Cuando contemplemos el cuerpo desnudo del Señor de la Caridad por las viejas calles de su feligresía, veámoslo como ese pequeño grano de trigo molido por su pasión –“traspasado por nuestras rebeliones, triturado por nuestros crímenes”, lo describió Isaías– que es llevado sobre un mantel inmaculado de hilo de eucaristía más que sobre una sábana de mortaja. Como figurado pan sin levadura que tras la última Cena recorre los postreros pasos de su vida sobre un blanco corporal hasta llegar al sepulcro, donde, como en un sagrario nuevo que se estrena, quedará reservado por tres días hasta dar el fruto de la Resurrección. El propio Ratzinger subraya así esta admirable síntesis pasionista y eucarística: “De este modo, el vía crucis es un camino que se adentra en el misterio eucarístico: la devoción popular y la piedad sacramental de la Iglesia se enlazan y compenetran mutuamente”.

Acompañémoslo como cordero conducido al matadero para la cena pascual, esta noche sin las yerbas amargas de Pésaj que son los lirios y el romero de su paso, sino portado austeramente en silencio -“enaltecido y ensalzado sobremanera, pero tan desfigurado que no parecía ni hombre, no tenía ni aspecto humano” como lo anunció el profeta- a hombros de cuatro devotos por la vía dolorosa de San Andrés y San Martín. “Te das a ti mismo a través de la muerte del grano de trigo, para que también nosotros tengamos el valor de perder nuestra vida para encontrarla; a fin de que también nosotros confiemos en la promesa del grano de trigo”, añadía el cardenal alemán.

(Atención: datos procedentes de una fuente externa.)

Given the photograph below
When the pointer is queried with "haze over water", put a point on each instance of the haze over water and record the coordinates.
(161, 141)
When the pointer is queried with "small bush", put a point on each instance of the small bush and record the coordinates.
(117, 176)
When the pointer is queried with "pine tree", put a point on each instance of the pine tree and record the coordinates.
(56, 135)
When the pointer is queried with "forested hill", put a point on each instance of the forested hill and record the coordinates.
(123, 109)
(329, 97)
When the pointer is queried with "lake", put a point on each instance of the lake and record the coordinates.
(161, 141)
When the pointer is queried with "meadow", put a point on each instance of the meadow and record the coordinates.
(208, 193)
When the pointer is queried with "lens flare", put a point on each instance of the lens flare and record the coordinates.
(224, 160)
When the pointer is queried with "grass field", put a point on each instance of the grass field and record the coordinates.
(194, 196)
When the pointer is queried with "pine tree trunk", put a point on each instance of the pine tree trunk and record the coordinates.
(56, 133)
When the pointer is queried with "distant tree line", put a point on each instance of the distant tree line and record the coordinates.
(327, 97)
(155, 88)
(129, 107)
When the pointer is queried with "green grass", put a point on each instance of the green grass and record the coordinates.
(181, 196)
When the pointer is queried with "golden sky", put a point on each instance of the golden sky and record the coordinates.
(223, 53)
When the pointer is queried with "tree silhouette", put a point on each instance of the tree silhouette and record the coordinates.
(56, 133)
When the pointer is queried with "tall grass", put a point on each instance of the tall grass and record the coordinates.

Su boca cerrada ya no puede decirnos nada más. Sus ojos entreabiertos lanzan su última mirada que se nos clava en el testamento de su Palabra. Su costado traspasado rebosa sangre de Eucaristía. Su mano tendida hacia el mundo señala la Caridad que actuar. En el recio dramatismo y la belleza de imágenes sagradas como esta de Cristo trasladado hasta el sepulcro percibimos entre nosotros, muy cerca de nosotros, el tesoro escondido y la perla preciosa de que habla el evangelio. No es mero sentimentalismo ni contemplación estética vacía, sino religación verdadera de lo más humano con lo más divino, que nos transporta desde el precioso icono sagrado a la realidad más honda y desnuda del sacramento: “Volvemos así al grano de trigo, a la santísima Eucaristía, en la cual se hace continuamente presente entre nosotros el fruto de la muerte y resurrección de Jesús. En ella Jesús camina con nosotros, en cada momento de nuestra vida”.

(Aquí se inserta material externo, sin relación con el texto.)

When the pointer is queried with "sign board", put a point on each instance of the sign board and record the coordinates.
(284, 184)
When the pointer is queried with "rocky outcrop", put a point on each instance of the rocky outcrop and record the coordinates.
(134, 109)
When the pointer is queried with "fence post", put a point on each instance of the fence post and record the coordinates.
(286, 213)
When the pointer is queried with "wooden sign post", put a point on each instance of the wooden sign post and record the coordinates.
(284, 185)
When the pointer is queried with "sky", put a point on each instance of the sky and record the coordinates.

Santísimo Cristo de la Caridad, que recorres este día las calles que son escenario de esta vida nuestra cotidiana, para regresar luego al altar de tu capilla, al lado mismo del sagrario de San Andrés, donde nos esperas todo el año en brazos de los Santos Varones, junto a tu Madre de las Penas y al evangelista del grano de trigo. Allí se hace realidad visible cada martes para los hermanos de Santa Marta las palabras que dejó escrita aquel gran Papa: “Sobre el sepulcro de Jesús resplandece el misterio de la Eucaristía. Ayúdanos a amar cada vez más tu misterio eucarístico y a venerarlo, a vivir verdaderamente de ti, Pan del cielo”. Enorme y trascendental misterio, sin duda, este del cuerpo enterrado, del pan escondido y del grano de trigo sepultado.